Von Valentina Finger, Fürstenfeldbruck

Grace Kelly stürzte mit ihrem Auto dort in die Tiefe, wo Teile ihres Hitchcock-Hits "Über den Dächern von Nizza" gedreht wurden. Für Marilyn Monroes Schlafmittel-Tod macht man wahlweise die CIA oder die Mafia verantwortlich. Romy Schneider starb ein Jahr nach ihrem Sohn, wie man sagt, an gebrochenem Herzen. Das Ableben der großen Hollywood-Diven ist oft ebenso extravagant wie ihr Leben. Ein bisschen von diesem Spektakel wünschen sich auch Berta, Carla und Meggie in ihrem Dasein. Doch statt ihre eigenen Existenzen zu etwas Besonderem zu machen, inszenieren die drei frustrierten Altenpflegerinnen glamouröse Tode für ihre Schützlinge.

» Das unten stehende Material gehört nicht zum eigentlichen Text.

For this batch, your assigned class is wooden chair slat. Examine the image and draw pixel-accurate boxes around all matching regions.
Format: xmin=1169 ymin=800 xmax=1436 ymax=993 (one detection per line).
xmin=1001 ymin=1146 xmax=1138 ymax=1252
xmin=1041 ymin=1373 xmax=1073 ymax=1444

Was ähnlich absurd klingt, wie ein von Unwahrscheinlichkeiten strotzender Kinofilm, ist keine Erfindung für die Bühne. Die Dramatikerin Theresia Walser hat für ihr Schauspiel "King Kongs Töchter" einen realen Mordfall adaptiert. Walser ist ebenfalls gelernte Altenpflegerin und hat vor ihrer Theaterkarriere kurzzeitig in der Branche gearbeitet. Sie weiß gewiss, wie es sein kann, Fäkalien vom Boden zu wischen und hilflose Menschen beim Sterben zu begleiten. Ob Philipp Jescheck, der mittlerweile so etwas wie der Hausregisseur der Neuen Bühne Bruck geworden ist, das weiß, ist nicht bekannt. Doch seine Inszenierung von Walsers Groteske geht so nahe und hinterlässt ein solch beklemmendes Gefühl, als leere er den Alten selbst jeden Morgen das Nachtgeschirr.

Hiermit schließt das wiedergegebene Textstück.